Con el tiempo sobre la persiana echada pusieron de una agencia inmobiliaria, el cartel “En Traspaso” con un número de teléfono, ya medio desfigurado por los rayos del sol; como invitando a reabrir sus puertas, con nuevas energías, o las mismas renovadas y desde luego, con diferentes perspectivas.
La calle envejeció junto con el barrio de La Tocha, con sus gentes y con ellas el acogedor café. El murmullo a gentío de diversas ideologías y comprensiones se difuminó hasta hacerse de un tono casi imperceptible, por lo silencioso.
El pasear por sus calles me trae algunos recuerdos flojos, con regusto a ciertas añoranzas. Esas risas y palabras derramadas en el acogedor restaurante, quedaron impregnadas en sus paredes, que si aún ahora aproximas el oído a ellas, a ese eco rancio que desprenden, aún puedes oírlas, pero si se deja al tiempo actuar como actúa siempre, a su manera y en desconcierto, hasta eso, dejará de existir algún día.
Ayer hablé por casualidad con uno de los socios y con pena arraigada en el alma, me comentó que habían sido más de treinta años de actividad, más de media vida. Y que desearía volver a reabrir el pequeño local al precio que fuera, pero con su mismo colaborador, con el mismo, no con otro, pues le echaba de menos: era muy fácil y llevadero el trabajo que se realizaba entre ambos. Conservaba en su haber, aún, a pesar de todo, muchos recuerdos bien liados en cariño.
Sus palabras me sonaron amargas, me sabían al sabor negro y mal agüero de las grandes despedidas, a aquellas que con dejes de tristeza hacen que el corazón se silencie de tal forma que hasta acaban enmudeciendo y paralizando totalmente las acciones.
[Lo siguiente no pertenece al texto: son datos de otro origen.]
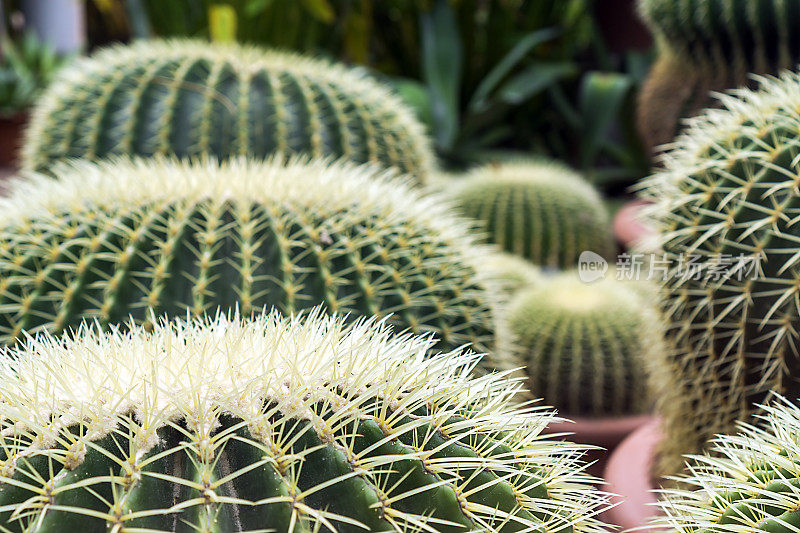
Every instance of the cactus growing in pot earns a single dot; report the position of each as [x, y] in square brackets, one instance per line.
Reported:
[542, 211]
[727, 206]
[116, 239]
[751, 484]
[192, 99]
[707, 46]
[586, 346]
[280, 424]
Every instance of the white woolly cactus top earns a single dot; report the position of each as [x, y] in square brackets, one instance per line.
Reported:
[311, 398]
[750, 484]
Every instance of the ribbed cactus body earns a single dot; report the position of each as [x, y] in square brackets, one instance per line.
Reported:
[283, 425]
[192, 99]
[711, 45]
[586, 346]
[727, 208]
[120, 239]
[541, 211]
[751, 484]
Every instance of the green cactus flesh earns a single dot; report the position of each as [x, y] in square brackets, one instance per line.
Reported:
[752, 483]
[541, 211]
[727, 207]
[191, 99]
[120, 239]
[585, 346]
[286, 425]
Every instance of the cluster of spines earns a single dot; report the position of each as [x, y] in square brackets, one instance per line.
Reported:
[190, 99]
[538, 210]
[727, 206]
[120, 239]
[298, 424]
[750, 483]
[586, 347]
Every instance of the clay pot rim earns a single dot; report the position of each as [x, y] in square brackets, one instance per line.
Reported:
[628, 476]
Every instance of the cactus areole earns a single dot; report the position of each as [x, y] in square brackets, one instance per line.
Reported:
[280, 424]
[192, 99]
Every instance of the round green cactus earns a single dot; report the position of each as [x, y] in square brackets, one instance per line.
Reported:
[118, 239]
[707, 46]
[727, 207]
[192, 99]
[586, 346]
[752, 483]
[538, 210]
[286, 425]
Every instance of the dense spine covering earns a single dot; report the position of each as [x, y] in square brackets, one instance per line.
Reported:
[711, 45]
[193, 99]
[586, 347]
[727, 206]
[118, 239]
[280, 424]
[538, 210]
[752, 483]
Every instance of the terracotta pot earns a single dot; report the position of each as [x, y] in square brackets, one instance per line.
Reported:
[629, 475]
[606, 433]
[11, 130]
[628, 228]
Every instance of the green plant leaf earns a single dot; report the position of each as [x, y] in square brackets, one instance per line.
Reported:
[508, 63]
[601, 99]
[535, 79]
[442, 64]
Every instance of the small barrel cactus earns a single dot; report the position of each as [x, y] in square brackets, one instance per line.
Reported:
[711, 45]
[586, 346]
[727, 207]
[192, 99]
[116, 239]
[538, 210]
[751, 484]
[280, 424]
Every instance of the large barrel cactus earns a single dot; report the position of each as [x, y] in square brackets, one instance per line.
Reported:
[586, 347]
[711, 45]
[190, 99]
[282, 425]
[119, 239]
[538, 210]
[752, 483]
[727, 206]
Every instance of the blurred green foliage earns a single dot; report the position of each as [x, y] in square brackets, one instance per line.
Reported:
[486, 76]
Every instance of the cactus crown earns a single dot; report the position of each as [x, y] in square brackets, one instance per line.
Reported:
[539, 210]
[728, 202]
[586, 346]
[288, 424]
[744, 35]
[189, 99]
[114, 239]
[751, 484]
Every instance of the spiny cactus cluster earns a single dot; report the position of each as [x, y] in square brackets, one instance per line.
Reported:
[586, 347]
[711, 45]
[538, 210]
[278, 424]
[192, 99]
[727, 206]
[752, 484]
[124, 238]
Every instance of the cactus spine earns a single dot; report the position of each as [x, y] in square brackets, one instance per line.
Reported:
[541, 211]
[192, 99]
[117, 239]
[711, 45]
[728, 203]
[290, 425]
[752, 484]
[586, 346]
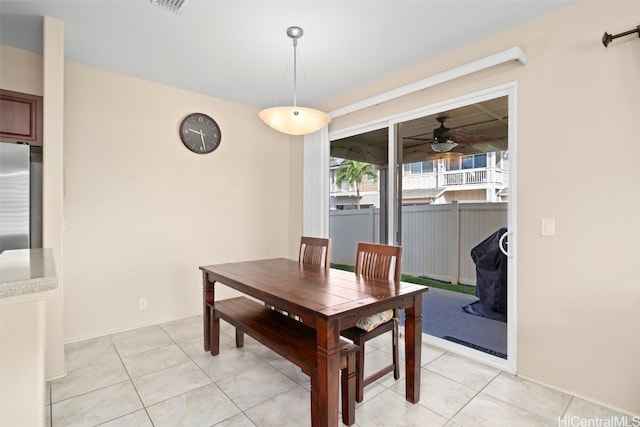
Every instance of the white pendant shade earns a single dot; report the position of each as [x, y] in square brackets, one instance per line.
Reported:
[294, 120]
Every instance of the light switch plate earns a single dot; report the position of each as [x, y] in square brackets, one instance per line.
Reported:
[547, 227]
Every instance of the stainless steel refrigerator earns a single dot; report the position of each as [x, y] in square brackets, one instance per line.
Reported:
[14, 196]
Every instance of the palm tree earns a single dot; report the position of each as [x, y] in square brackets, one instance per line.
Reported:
[353, 172]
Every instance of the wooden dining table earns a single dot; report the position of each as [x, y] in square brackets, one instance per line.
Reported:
[328, 300]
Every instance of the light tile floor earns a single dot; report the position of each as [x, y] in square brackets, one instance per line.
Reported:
[161, 376]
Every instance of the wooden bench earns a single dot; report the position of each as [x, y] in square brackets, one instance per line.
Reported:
[290, 338]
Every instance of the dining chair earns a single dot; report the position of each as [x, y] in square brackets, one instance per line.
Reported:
[315, 251]
[383, 262]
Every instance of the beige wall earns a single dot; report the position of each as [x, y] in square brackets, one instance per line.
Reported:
[141, 212]
[578, 292]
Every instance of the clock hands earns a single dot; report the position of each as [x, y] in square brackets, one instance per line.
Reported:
[201, 137]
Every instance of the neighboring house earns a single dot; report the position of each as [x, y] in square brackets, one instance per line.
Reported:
[480, 177]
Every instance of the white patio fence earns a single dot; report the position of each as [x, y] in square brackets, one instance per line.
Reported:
[436, 239]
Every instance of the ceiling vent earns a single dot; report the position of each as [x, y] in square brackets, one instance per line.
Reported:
[175, 6]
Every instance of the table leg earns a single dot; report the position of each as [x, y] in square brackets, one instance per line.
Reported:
[413, 348]
[208, 296]
[324, 383]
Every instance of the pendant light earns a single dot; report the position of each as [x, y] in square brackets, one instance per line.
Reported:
[294, 120]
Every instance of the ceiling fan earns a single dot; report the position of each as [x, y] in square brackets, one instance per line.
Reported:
[446, 139]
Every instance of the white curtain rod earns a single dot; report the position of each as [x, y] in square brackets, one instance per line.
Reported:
[511, 54]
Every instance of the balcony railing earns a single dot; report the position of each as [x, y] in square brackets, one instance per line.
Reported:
[454, 178]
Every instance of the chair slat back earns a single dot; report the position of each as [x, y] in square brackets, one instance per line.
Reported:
[374, 260]
[315, 251]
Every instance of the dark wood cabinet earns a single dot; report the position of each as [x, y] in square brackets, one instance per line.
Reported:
[20, 117]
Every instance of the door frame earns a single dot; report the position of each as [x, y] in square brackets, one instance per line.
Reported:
[510, 90]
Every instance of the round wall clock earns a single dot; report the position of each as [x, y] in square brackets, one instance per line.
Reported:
[200, 133]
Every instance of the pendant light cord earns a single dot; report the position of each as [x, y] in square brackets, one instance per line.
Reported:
[295, 67]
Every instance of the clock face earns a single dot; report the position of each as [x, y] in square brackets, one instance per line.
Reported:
[200, 133]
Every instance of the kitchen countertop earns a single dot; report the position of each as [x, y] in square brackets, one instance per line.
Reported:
[26, 271]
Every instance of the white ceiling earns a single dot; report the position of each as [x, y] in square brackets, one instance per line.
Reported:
[238, 50]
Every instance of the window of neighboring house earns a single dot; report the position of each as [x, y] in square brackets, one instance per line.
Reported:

Si yo no fuera como soy, pensaría que todos los pasos están dados, pero no, como dice mi estimado Quim, siempre me queda un nuevo paso por dar.

Si se pudiera levantar otra vez esa persiana, si se pudiera… quizás se volverían a oír las risas y las palabras mezcladas con la música, envolviendo con generosa melodía el mejor rincón de nuestro viejo café, el reservado sin ninguna duda a la buena, sana y muy, pero que muy escasa por verdadera: Amistad.